- Las importaciones de carne brasileña han pasado de 1.000 a 15.000 toneladas mensuales en pocos meses.
- Cortes como lomo y asado se ofrecen hasta un 25% más baratos que los nacionales en Argentina.
- La producción de carne en Argentina ha caído a 60 kilos por habitante, limitando la oferta local.
- Las exportaciones argentinas de carne han disminuido un 26,7% en volumen, aunque el valor promedio ha alcanzado un récord de u$s6.900 por tonelada.
- Se espera que la participación de la carne brasileña en el consumo local crezca hacia el 10% bajo las condiciones actuales.
Las importaciones de carne vacuna desde Brasil han experimentado un crecimiento sin precedentes en el mercado argentino, multiplicándose por quince en solo unos meses. Este fenómeno ha llevado a que cortes populares como lomo, asado y vacío se ofrezcan a precios hasta un 25% más bajos que sus equivalentes nacionales. En cifras concretas, la llegada de carne brasileña ha pasado de 1.000 toneladas mensuales a aproximadamente 15.000 toneladas, lo que representa alrededor del 7% del consumo mensual de carne en Argentina.
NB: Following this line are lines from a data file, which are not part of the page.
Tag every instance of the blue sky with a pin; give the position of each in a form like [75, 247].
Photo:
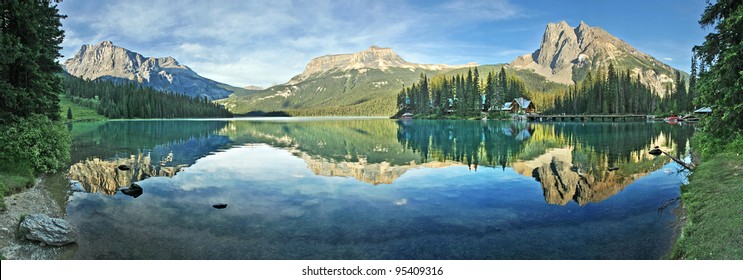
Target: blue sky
[267, 42]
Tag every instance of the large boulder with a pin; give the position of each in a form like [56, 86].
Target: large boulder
[51, 231]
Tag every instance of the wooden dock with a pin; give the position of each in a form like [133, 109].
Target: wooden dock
[545, 118]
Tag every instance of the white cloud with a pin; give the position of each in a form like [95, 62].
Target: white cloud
[268, 42]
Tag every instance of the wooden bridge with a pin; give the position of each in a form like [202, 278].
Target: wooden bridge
[585, 117]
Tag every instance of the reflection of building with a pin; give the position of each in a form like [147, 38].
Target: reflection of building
[563, 180]
[519, 106]
[103, 176]
[373, 173]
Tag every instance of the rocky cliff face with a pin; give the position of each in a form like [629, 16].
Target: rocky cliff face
[567, 54]
[107, 61]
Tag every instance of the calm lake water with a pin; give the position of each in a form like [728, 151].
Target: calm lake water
[314, 188]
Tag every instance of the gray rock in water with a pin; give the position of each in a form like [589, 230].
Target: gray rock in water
[51, 231]
[76, 186]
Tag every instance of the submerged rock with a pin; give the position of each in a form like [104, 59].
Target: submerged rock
[76, 186]
[292, 212]
[134, 191]
[220, 205]
[47, 230]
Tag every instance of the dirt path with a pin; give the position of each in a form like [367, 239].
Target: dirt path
[35, 200]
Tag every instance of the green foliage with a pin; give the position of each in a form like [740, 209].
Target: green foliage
[133, 101]
[37, 140]
[721, 87]
[29, 43]
[81, 111]
[712, 200]
[460, 95]
[610, 93]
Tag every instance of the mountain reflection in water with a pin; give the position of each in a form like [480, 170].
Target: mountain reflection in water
[318, 188]
[571, 161]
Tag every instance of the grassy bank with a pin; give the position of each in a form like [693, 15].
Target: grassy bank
[18, 174]
[714, 203]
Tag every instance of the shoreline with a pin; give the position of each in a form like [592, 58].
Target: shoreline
[36, 199]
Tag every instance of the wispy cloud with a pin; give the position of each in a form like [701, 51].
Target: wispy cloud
[483, 9]
[265, 42]
[238, 42]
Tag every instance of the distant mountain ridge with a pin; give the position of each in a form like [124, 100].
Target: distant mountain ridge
[372, 58]
[107, 61]
[567, 54]
[361, 83]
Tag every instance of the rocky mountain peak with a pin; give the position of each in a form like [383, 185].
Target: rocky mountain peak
[374, 57]
[108, 61]
[567, 53]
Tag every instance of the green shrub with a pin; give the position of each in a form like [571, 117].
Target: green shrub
[37, 140]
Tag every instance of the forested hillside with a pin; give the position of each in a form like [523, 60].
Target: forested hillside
[130, 100]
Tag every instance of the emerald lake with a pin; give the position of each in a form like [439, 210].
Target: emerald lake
[356, 188]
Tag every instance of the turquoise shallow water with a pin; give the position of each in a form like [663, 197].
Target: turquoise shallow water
[375, 189]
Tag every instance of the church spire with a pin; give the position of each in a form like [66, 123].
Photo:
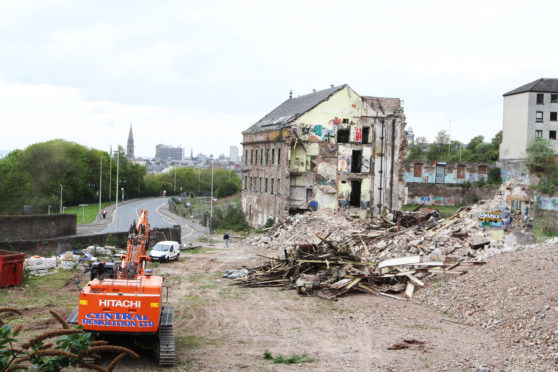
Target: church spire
[130, 146]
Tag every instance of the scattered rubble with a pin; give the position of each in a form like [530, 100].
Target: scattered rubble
[40, 266]
[328, 254]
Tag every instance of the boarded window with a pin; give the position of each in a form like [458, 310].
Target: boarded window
[366, 135]
[343, 135]
[417, 171]
[356, 161]
[460, 172]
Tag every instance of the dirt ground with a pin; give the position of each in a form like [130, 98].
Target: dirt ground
[499, 316]
[219, 327]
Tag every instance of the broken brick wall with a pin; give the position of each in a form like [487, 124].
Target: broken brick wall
[264, 175]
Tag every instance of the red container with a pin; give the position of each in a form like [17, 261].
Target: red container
[11, 268]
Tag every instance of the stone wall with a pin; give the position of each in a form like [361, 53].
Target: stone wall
[55, 246]
[444, 194]
[36, 226]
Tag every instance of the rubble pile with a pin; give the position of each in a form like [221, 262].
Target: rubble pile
[41, 266]
[328, 253]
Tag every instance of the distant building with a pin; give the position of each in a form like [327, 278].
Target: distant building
[166, 153]
[130, 145]
[234, 154]
[530, 111]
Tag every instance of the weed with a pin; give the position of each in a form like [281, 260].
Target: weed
[292, 359]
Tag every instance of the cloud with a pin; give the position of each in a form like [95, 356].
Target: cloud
[37, 113]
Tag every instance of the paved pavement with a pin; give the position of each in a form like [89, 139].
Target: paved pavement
[159, 216]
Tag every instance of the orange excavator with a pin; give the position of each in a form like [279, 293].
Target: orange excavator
[126, 299]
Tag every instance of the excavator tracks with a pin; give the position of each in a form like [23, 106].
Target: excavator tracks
[164, 346]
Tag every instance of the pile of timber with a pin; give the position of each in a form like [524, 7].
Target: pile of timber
[328, 271]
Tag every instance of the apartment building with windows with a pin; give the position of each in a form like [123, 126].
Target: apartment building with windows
[330, 149]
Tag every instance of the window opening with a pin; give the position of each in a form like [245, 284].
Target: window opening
[343, 135]
[355, 193]
[365, 135]
[356, 161]
[417, 171]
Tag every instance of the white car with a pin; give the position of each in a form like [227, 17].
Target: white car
[165, 251]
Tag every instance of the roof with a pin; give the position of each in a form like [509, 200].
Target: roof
[383, 104]
[293, 108]
[540, 85]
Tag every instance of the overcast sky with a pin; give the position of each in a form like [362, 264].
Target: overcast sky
[197, 73]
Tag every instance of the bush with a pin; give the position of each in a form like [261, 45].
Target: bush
[269, 223]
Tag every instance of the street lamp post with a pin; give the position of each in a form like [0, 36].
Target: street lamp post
[83, 212]
[61, 188]
[100, 183]
[116, 206]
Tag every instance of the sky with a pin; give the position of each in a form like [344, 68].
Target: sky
[197, 73]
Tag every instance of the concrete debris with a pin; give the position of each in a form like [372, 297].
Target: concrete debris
[329, 254]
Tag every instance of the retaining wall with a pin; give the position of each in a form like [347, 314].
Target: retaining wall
[55, 246]
[37, 226]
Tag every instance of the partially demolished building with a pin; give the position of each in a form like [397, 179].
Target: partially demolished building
[327, 149]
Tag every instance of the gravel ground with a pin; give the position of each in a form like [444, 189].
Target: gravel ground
[515, 297]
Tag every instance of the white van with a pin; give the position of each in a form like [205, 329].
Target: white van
[165, 251]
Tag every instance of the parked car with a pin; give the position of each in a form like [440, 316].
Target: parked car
[165, 251]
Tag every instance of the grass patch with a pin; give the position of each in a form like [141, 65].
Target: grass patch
[199, 250]
[445, 210]
[91, 212]
[291, 359]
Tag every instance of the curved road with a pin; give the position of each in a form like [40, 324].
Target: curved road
[129, 212]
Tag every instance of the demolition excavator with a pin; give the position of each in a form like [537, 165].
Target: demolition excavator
[125, 299]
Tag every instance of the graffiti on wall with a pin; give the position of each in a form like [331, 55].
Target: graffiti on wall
[548, 203]
[433, 200]
[515, 174]
[314, 133]
[490, 219]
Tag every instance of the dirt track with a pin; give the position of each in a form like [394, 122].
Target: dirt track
[228, 328]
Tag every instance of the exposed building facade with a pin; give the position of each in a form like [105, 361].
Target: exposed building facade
[168, 153]
[130, 145]
[445, 172]
[332, 147]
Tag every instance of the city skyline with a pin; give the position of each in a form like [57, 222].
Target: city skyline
[197, 73]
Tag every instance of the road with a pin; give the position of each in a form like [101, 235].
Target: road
[128, 213]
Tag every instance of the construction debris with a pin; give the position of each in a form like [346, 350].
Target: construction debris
[327, 254]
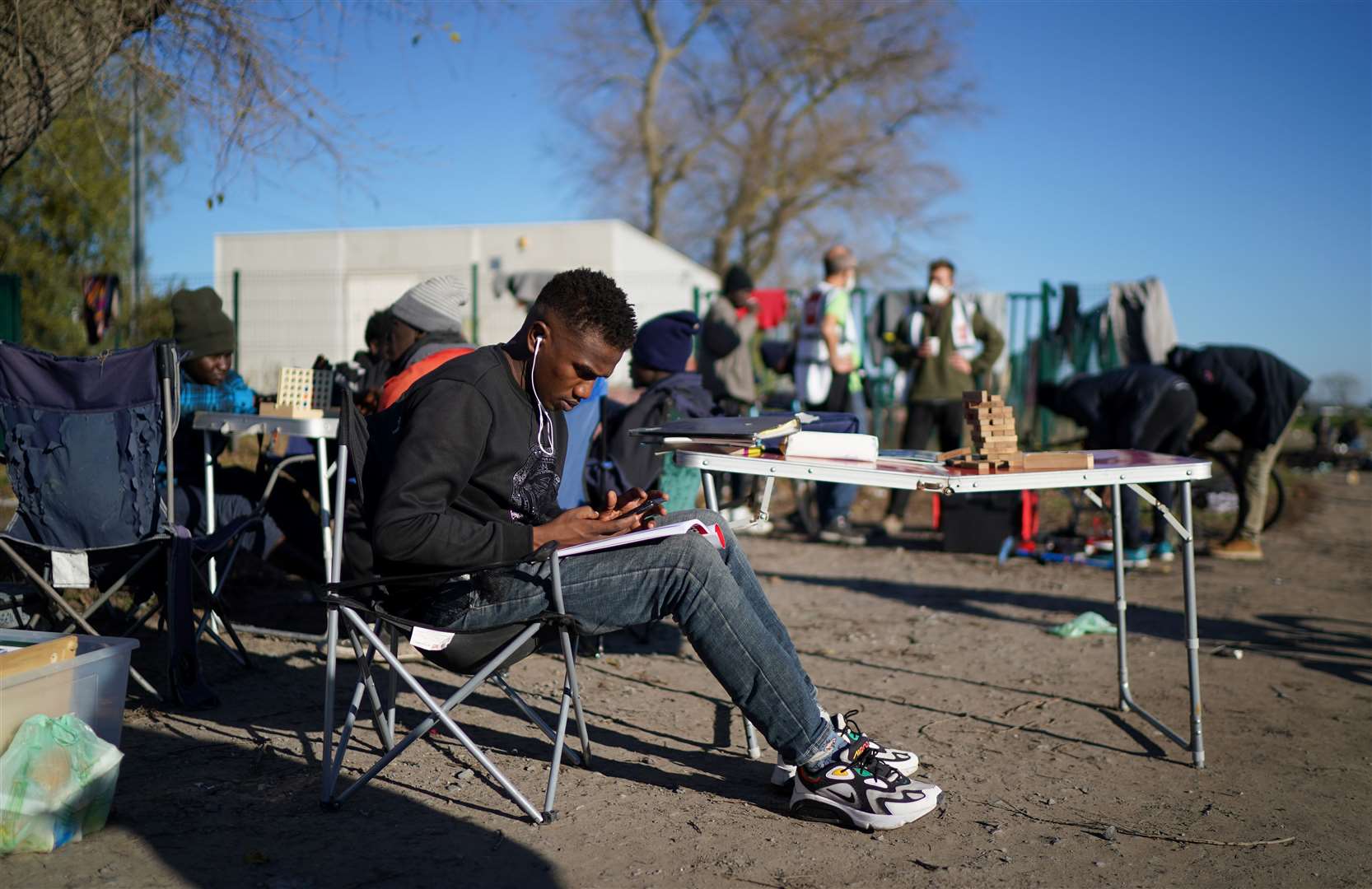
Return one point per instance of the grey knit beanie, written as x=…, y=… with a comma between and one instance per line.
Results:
x=434, y=305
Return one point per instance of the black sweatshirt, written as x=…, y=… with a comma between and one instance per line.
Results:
x=455, y=473
x=1248, y=391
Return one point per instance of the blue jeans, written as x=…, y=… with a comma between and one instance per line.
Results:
x=715, y=598
x=836, y=500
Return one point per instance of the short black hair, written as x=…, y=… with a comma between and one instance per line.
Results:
x=377, y=327
x=838, y=259
x=590, y=302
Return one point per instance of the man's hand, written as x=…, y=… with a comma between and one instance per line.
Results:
x=582, y=524
x=619, y=505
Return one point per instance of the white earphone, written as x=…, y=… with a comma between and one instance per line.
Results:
x=545, y=420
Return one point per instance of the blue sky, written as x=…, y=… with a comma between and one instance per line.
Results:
x=1223, y=147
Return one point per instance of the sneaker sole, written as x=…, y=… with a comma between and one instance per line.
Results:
x=818, y=810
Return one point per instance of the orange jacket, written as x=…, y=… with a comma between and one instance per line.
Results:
x=401, y=383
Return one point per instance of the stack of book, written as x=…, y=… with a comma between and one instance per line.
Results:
x=744, y=432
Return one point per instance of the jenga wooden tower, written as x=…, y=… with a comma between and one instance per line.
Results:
x=301, y=394
x=994, y=440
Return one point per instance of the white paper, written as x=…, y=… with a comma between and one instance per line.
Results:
x=833, y=446
x=70, y=570
x=430, y=640
x=711, y=533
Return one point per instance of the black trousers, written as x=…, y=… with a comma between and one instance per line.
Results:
x=921, y=420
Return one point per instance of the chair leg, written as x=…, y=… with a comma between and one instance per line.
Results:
x=570, y=660
x=530, y=714
x=331, y=769
x=558, y=745
x=364, y=673
x=72, y=612
x=390, y=689
x=438, y=712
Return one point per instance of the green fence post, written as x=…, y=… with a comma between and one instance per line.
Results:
x=235, y=313
x=476, y=329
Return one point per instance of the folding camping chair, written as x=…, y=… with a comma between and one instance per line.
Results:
x=482, y=654
x=82, y=444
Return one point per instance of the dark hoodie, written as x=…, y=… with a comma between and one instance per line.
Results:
x=1248, y=391
x=455, y=473
x=1113, y=407
x=626, y=461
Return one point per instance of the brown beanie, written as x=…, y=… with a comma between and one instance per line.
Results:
x=199, y=324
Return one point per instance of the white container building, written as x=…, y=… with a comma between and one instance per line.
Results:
x=308, y=294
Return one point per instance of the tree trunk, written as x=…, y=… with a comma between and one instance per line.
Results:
x=53, y=49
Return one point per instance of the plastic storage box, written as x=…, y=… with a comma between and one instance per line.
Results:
x=91, y=685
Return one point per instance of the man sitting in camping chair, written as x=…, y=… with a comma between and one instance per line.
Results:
x=209, y=383
x=472, y=461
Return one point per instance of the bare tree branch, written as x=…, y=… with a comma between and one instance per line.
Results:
x=766, y=121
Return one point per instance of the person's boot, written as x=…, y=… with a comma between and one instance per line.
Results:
x=1238, y=551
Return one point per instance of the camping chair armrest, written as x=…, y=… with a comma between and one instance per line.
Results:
x=541, y=555
x=276, y=472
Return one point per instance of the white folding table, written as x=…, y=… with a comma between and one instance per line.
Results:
x=1113, y=469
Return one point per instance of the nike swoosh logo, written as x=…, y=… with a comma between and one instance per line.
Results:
x=846, y=794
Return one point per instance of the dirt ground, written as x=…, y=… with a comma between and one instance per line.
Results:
x=943, y=654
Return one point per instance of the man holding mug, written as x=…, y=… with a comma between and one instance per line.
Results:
x=953, y=343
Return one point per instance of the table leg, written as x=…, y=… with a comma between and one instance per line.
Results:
x=321, y=461
x=1127, y=701
x=711, y=497
x=712, y=504
x=1188, y=580
x=1121, y=604
x=209, y=504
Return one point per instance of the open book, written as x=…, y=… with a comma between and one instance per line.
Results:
x=712, y=533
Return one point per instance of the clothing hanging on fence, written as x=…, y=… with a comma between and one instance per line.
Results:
x=1141, y=319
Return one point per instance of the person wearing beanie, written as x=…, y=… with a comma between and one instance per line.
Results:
x=726, y=360
x=205, y=341
x=657, y=366
x=426, y=333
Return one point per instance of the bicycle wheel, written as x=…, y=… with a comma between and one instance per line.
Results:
x=1217, y=502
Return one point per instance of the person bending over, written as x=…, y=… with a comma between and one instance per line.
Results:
x=1145, y=407
x=467, y=469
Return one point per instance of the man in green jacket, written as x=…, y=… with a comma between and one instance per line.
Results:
x=953, y=343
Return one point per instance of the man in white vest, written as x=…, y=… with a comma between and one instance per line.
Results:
x=953, y=346
x=829, y=376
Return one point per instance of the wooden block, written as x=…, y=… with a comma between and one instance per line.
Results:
x=35, y=656
x=1059, y=460
x=290, y=412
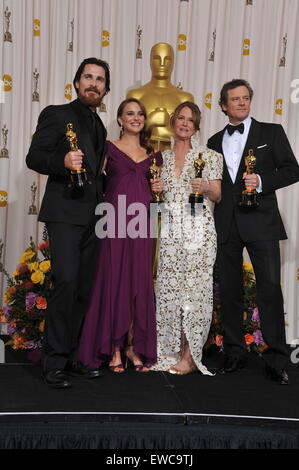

Este aumento en las importaciones se debe a una combinación de factores, entre los que se destaca la caída en la producción de carne en Argentina, que ha disminuido a 60 kilos por habitante, en comparación con los 65-70 kilos que se producían anteriormente. Este descenso en la producción local ha generado un espacio que los frigoríficos brasileños han comenzado a llenar, ofreciendo carne a precios más competitivos. Por ejemplo, el kilo de lomo brasileño se vende a $23.400, mientras que el precio promedio de su equivalente argentino ronda los $30.000.
La principal razón detrás de esta diferencia de precios radica en el costo de la materia prima en Brasil, que es más barata en comparación con la argentina. Esto permite que los frigoríficos brasileños ingresen al mercado argentino con precios más atractivos, captando la atención de consumidores que han enfrentado aumentos significativos en los precios de la carne en los últimos meses. A pesar de que la demanda interna no ha disminuido, la oferta se ha visto restringida, lo que ha llevado a los consumidores a buscar alternativas más económicas.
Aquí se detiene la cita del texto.